At gross necropsy, the dog’s body tissues were icteric, despite a normal total bilirubin on her serum biochemistry profile 3 days prior to euthanasia. The dorsal abdominal cavity contained an irregular, multilobulated, smooth-surfaced, soft mass that bulged on cut section and was mottled pale yellow and red. It extended from the diaphragm to the level of the fourth lumbar vertebra and involved the right kidney, the adrenal glands, the pancreas, duodenum, portal vein, caudal vena cava, and abdominal aorta. The duodenum and pancreas were firmly adhered to the mass, and a large part of the right kidney parenchyma was replaced by it, including the papilla, cranial pole, and hilus [Figure 5]. The left adrenal gland was on the dorsal midline, the abdominal aorta was entrapped within the mass, and the caudal vena cava coursed over its dorsal surface. The lumen of the caudal vena cava was filled with pale yellow, soft material similar to the mass. The spleen, liver, and ovaries were grossly unaffected. The liver was enlarged, weighing 279.1 g (4.2% of body weight; reference range, 3.2% to 3.7%). Adjacent to the right side of the third and fourth lumbar vertebrae within the spinal canal, there was a pink/tan, soft, irregular, extradural mass measuring 2.5 cm in length and 1.1 cm in diameter [Figure 6]. The vertebrae were grossly normal, and the mass was not adhered to the vertebrae. All other parts of the spinal cord and the brain were grossly normal.

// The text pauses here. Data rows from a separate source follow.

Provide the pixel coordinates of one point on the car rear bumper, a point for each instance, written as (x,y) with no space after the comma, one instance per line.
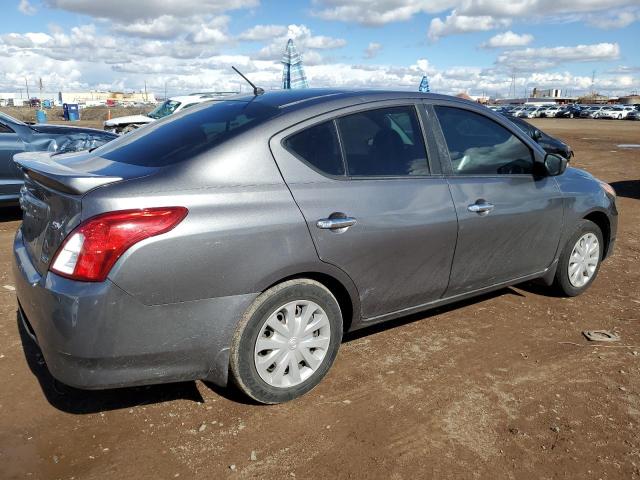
(95,335)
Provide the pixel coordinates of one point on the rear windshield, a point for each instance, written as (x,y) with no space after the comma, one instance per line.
(185,135)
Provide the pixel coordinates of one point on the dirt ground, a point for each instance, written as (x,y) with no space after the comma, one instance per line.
(502,386)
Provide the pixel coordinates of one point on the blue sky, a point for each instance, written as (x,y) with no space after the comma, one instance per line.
(463,45)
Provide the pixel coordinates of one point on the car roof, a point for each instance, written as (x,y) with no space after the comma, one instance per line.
(307,96)
(200,97)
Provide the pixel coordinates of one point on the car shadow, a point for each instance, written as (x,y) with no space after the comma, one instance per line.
(10,214)
(76,401)
(627,188)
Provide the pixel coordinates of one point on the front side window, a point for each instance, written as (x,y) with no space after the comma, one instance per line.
(318,146)
(383,142)
(479,146)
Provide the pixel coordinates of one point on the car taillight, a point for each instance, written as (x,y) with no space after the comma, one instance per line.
(89,252)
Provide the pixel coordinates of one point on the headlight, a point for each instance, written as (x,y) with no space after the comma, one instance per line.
(608,188)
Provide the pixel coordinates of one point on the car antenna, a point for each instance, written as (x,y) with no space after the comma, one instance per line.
(256,90)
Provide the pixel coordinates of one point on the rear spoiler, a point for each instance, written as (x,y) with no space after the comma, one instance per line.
(40,167)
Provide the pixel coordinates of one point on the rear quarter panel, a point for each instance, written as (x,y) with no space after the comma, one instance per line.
(243,230)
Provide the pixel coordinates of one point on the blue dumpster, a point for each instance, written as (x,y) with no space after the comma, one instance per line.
(41,116)
(70,111)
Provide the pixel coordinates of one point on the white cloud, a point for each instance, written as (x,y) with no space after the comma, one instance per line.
(380,12)
(455,23)
(263,32)
(508,39)
(612,20)
(372,50)
(305,42)
(26,8)
(165,26)
(535,59)
(125,11)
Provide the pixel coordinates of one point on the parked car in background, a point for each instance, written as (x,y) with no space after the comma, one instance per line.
(240,239)
(591,112)
(551,111)
(530,112)
(515,110)
(569,111)
(607,111)
(17,136)
(617,112)
(546,141)
(633,115)
(173,105)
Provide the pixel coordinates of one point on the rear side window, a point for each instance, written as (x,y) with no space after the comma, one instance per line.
(183,136)
(383,142)
(318,146)
(479,146)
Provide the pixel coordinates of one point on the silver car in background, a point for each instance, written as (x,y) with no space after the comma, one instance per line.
(240,240)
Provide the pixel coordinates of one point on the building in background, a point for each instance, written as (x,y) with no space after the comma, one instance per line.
(86,99)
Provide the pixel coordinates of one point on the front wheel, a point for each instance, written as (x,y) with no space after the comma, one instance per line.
(580,260)
(286,341)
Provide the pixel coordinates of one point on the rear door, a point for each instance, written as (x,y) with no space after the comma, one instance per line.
(375,206)
(510,220)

On histopathology of the kidney, the neoplasm replaced a large part of the normal parenchyma and consisted of a nonencapsulated, multilobulated, poorly differentiated, expansile mass. Within the lobules, cells were arranged into packets and nests by thin trabeculae of fibrous connective tissue [Figure 7]. Individual cells were primitive with sparse amounts of cytoplasm, discrete cell borders, and centrally to eccentrically placed, oval to round, densely hyperchromatic nuclei. Some nuclei had a coarse chromatin pattern, mostly without distinct nucleoli, and the mitotic index averaged 4 to 5 per 40× field. There were areas of necrosis and hemorrhage within the neoplasm. Morphologically identical cells invaded the lumen of the caudal vena cava, effaced and expanded the left adrenal gland and hepatic and mediastinal lymph nodes, and infiltrated small areas of the pulmonary interstitium.

Cells morphologically identical to those found in the kidney and abdomen were also demonstrated in the third and fourth lumbar vertebrae, where they filled the marrow cavity, effaced the periosteum of the spinal canal, and extended into the extradural spinal canal to compress the spinal cord [Figure 8]. There was mild to moderate Wallerian degeneration (consisting of multifocal myelin sheath distension, axonal swelling, and myelomacrophages) in the ventral, lateral, and dorsal funiculi of spinal cord at the level of the third and fourth lumbar vertebrae. There was no direct continuation between the abdominal mass and the vertebrae, and the skeletal muscles surrounding the vertebrae did not contain neoplastic tissue. Most segments of the cervical and thoracic spinal cord were evaluated histologically, and no neoplastic tissue was identified.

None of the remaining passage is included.